Sunday, February 23, 2014

Louisiana Lit: Dave Robicheaux and Alcohol


Drinking in Dmanisi, Caucasus Georgia



Who is Dave Robicheaux? 

He's the protagonist in 20 books written by James Lee Burke, a New Iberia, Louisiana, writer.

Dave is a homicide detective in New Iberia, Louisiana. Cajun. Recovering alcoholic. Viet Nam war veteran. A man who marries. A father.

You can read more about Dave here. And what he thinks about north Louisianans here.


Bar glasses, St. Louis, Missouri


Dave and alcohol

I said Dave was an alcoholic, right? In the series, he's been abstinent and he's been in relapse. He's a member of Alcoholics Anonymous.


Here's how Dave's brain processes alcohol:


From Neon Rain (1987):
The sudden raw taste of alcohol after four years of abstinence was like a black peal of thunder in my system. My stomach was empty and it licked through me like canned heat, settled heavily into my testicles and phallus, roared darkly into my brain, filled my heart with the rancid, primordial juices of a Viking reveling in his own mortal wound.

From A Stained White Radiance (1992): 

The bottles of bourbon, vodka, rum, gin, rye, and brandy rang with light along the mirror. The oak-handled beer spigots and frosted mugs in the coolers could have been a poem.....

Descanso, New Mexico

From Jolie Blon's Bounce (2002):

[At an Alcoholics Anonymous meeting] .. I told them all of it. How I had stolen and eaten my wife's diet pills for the amphetamine in them, then had kicked it up into high gear with white speed I had taken from an evidence locker. How I had bludgeoned Jimmy Dean Styles's face with my fists, breaking his nose and lips, knocking his bridge down his throat, grabbing his head and smashing it repeatedly on the bar, my hands slick with his blood and the sweat out of his hair, while an insatiable white worm ate a hole in the soft tissue of my brain and I ground my teeth together with a need that no amount of sex or violence or dope would relieve me of, that nothing other than whiskey and whiskey and whiskey would ever satisfy. 




Beer bottles, Shiprock, New Mexico

Dave's description reminds me of how Mary Karr, in her memoir, Lit, explained how she fell for the drug:
The bottle gleamed in the air between us. I took the whiskey, planning a courtesy sip. But the aroma stopped me just as my tongue touched the glass mouth. The warm silk flowered in my mouth and down my gullet, after which a little blue flame of pleasure roared back up my spine. A poof of sequins went sparkling through my middle.

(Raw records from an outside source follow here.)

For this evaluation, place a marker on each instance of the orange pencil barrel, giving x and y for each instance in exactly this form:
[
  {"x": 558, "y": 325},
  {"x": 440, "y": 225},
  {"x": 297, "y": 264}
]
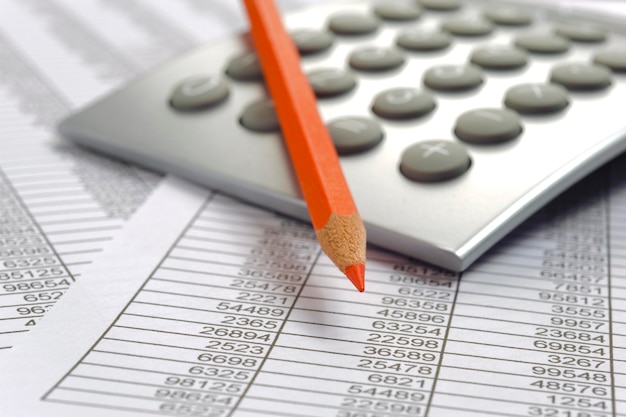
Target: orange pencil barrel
[{"x": 333, "y": 212}]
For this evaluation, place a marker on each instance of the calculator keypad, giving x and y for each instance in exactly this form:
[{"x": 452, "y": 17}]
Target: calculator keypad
[{"x": 436, "y": 117}]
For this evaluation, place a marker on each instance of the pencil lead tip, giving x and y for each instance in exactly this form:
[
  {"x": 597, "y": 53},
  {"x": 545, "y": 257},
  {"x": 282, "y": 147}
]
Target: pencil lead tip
[{"x": 356, "y": 274}]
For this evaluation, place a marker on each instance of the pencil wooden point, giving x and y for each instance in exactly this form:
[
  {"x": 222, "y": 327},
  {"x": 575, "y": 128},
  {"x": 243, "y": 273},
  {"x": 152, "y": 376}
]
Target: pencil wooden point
[
  {"x": 356, "y": 274},
  {"x": 334, "y": 215}
]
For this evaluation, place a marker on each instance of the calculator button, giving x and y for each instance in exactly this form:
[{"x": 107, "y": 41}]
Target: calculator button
[
  {"x": 374, "y": 58},
  {"x": 440, "y": 5},
  {"x": 536, "y": 98},
  {"x": 499, "y": 57},
  {"x": 420, "y": 39},
  {"x": 453, "y": 77},
  {"x": 488, "y": 126},
  {"x": 245, "y": 67},
  {"x": 403, "y": 103},
  {"x": 581, "y": 76},
  {"x": 397, "y": 11},
  {"x": 434, "y": 160},
  {"x": 509, "y": 16},
  {"x": 468, "y": 26},
  {"x": 581, "y": 33},
  {"x": 353, "y": 24},
  {"x": 331, "y": 82},
  {"x": 543, "y": 43},
  {"x": 614, "y": 58},
  {"x": 198, "y": 92},
  {"x": 310, "y": 41},
  {"x": 260, "y": 116},
  {"x": 354, "y": 134}
]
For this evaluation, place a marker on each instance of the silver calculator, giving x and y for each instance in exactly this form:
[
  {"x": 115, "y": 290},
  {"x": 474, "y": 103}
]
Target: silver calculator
[{"x": 454, "y": 120}]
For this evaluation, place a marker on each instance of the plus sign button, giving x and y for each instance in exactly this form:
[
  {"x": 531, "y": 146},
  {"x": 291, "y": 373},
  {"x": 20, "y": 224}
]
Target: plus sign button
[{"x": 434, "y": 160}]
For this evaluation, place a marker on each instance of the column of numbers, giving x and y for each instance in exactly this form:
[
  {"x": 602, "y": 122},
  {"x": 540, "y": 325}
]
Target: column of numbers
[
  {"x": 31, "y": 275},
  {"x": 193, "y": 339},
  {"x": 349, "y": 354}
]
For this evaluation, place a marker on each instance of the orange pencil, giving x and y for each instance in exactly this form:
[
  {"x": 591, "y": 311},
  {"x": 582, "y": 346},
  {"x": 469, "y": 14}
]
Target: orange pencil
[{"x": 334, "y": 215}]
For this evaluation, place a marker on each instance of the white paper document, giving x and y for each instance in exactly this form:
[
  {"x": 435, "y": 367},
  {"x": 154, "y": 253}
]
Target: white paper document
[
  {"x": 208, "y": 307},
  {"x": 60, "y": 205}
]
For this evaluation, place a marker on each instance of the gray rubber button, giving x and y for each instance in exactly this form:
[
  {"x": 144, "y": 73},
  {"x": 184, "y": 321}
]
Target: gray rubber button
[
  {"x": 467, "y": 26},
  {"x": 331, "y": 82},
  {"x": 581, "y": 76},
  {"x": 499, "y": 57},
  {"x": 543, "y": 43},
  {"x": 354, "y": 134},
  {"x": 245, "y": 67},
  {"x": 353, "y": 24},
  {"x": 260, "y": 116},
  {"x": 440, "y": 5},
  {"x": 398, "y": 11},
  {"x": 509, "y": 16},
  {"x": 485, "y": 126},
  {"x": 614, "y": 58},
  {"x": 198, "y": 92},
  {"x": 419, "y": 39},
  {"x": 374, "y": 58},
  {"x": 310, "y": 41},
  {"x": 434, "y": 160},
  {"x": 453, "y": 77},
  {"x": 403, "y": 103},
  {"x": 581, "y": 33},
  {"x": 536, "y": 98}
]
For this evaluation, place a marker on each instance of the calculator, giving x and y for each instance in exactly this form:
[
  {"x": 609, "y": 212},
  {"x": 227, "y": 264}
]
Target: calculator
[{"x": 454, "y": 120}]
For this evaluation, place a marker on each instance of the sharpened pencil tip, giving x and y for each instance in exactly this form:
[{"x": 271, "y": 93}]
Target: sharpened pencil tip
[{"x": 356, "y": 274}]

Wine, Alamogordo, New Mexico





1 comment:

Geoff Reed said...

When I gaze upon those beer bottles, it reminds me of why I have difficulty being a rabid environmentalist (myself being much too much of a pragmatist (also synonymous with lazy)). Of more concern to me is the pollution that belched forth in the production and distribution of the bottles that are obviously being returned to the earth after only one use.

Some may consider this an eyesore, which generally fits the description of most garbage, but in this particular case, the photographer has turned it into a bit of art. Well done!

Especially nice having the remnants of an ancient volcanic plug as the backdrop to give things a bit of a geological perspective. In a few brief ticks of the geological time clock, the bottles will be just bits of dust in the wind.

As Siddhartha noted, it may end up as soil that nurtures a living thing. That idea is discussed as well in "A Sand County Almanac" by Aldo Leopold.

As an aside, the bottles will definitely create a micro-habitat that will in turn foster the co-evolution of new niches in these harsh, barren lands. That could be ecologically profound if brought to a larger scale.

Maybe we could form a non-profit that advocates that the crushing of bottles be outlawed and it be required by law that bottles be widely scattered throughout desert lands world-wide in effort to ameliorate the onslaught of anthropogenic desertification.

Statisticians could be utilized to develop algorithms to cluster the bottles in some optimal fashion instead of just distributing them willy-nilly. Laws could be passed protecting these delicate lands from the ravages of dune buggies and .... oops - maybe I was getting a little carried away there.

Any how (as Dudley J Leblanc would say), its a fine photograph.

That's what reading sci-fi will do to a young brain. Mark it for life, for sure. Methinks a little to much of Frank Herberts "Dune" got laser beamed into my brain cells.

Forgot all about good old Dave Robicheaux - and that is definitely another story.